Cron Expression Editor
Write a cron expression and instantly see what it means in plain English, plus the next several times it will run. Perfect for scheduling jobs, backups, and automated scripts with confidence.
“At 09:00 AM, Monday through Friday”
Next 5 runs
- 1. Jun 16, 2026, 9:00:00 AM UTC
- 2. Jun 17, 2026, 9:00:00 AM UTC
- 3. Jun 18, 2026, 9:00:00 AM UTC
- 4. Jun 19, 2026, 9:00:00 AM UTC
- 5. Jun 22, 2026, 9:00:00 AM UTC
Common schedules
About the Cron Expression Editor
Cron is the time-based job scheduler on Unix-like systems. A cron expression packs a schedule into five fields — minute, hour, day-of-month, month, and day-of-week — so "0 9 * * 1-5" means 9:00 AM every weekday. The syntax is terse and easy to misread, which is how jobs end up running at the wrong time.

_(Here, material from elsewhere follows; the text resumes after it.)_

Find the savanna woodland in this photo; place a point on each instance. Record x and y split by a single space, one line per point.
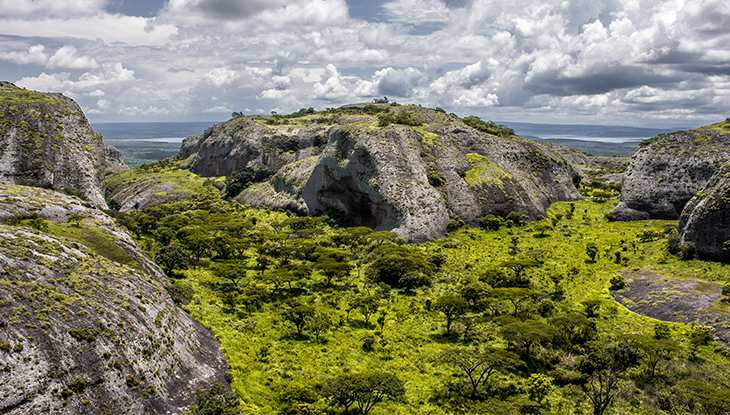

Translating an expression into a sentence and listing its next runs removes that ambiguity before you deploy it. Whether you are configuring a backup, a cleanup script, or a CI pipeline, seeing the schedule in plain language catches mistakes a glance at the raw asterisks would miss.
How to use it
- 1Type a cron expression such as "0 9 * * 1-5" in the input.
- 2Read the human-readable description to confirm it does what you expect.

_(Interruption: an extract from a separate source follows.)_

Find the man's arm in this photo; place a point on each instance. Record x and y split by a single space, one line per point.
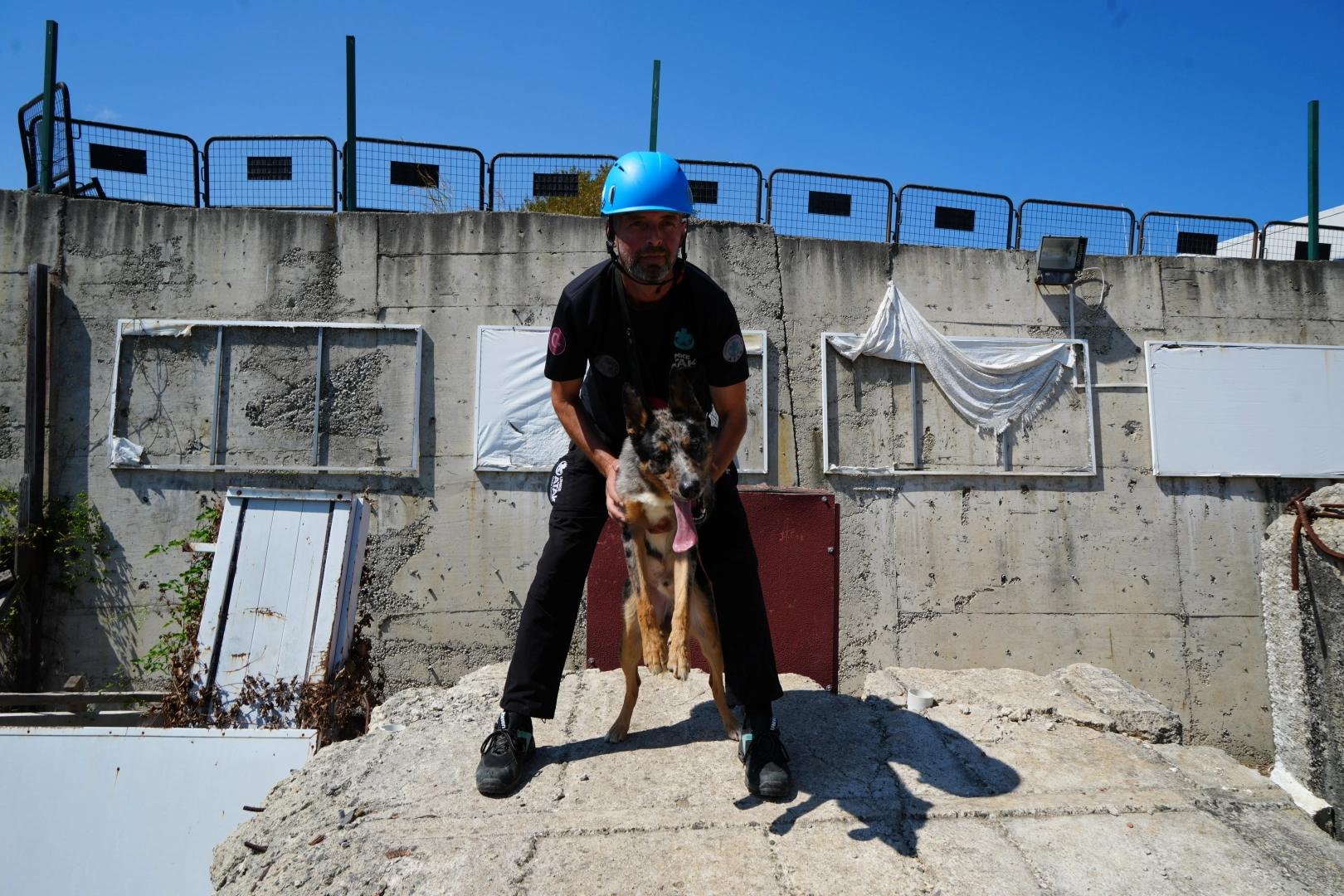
578 423
730 402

- 3Check the upcoming run times, then copy the expression into your crontab.
Features
- Plain-English description of any cron expression
- Preview of the next 5 scheduled run times
- Quick presets for common schedules (hourly, daily, weekly)
- Validation that flags malformed expressions
Frequently asked questions
What are the five cron fields?
In order: minute (0-59), hour (0-23), day of month (1-31), month (1-12), and day of week (0-6, Sunday=0). An asterisk means "every".
What does "0 9 * * 1-5" mean?
It runs at 09:00 every day from Monday to Friday — a typical weekday-morning schedule.
Does this support special strings like @daily?
The editor focuses on standard 5-field expressions and shows their plain-English meaning and next run times. @daily is equivalent to "0 0 * * *".
Are the next run times calculated locally?
Yes. Parsing and run-time prediction happen in your browser; nothing is sent to a server.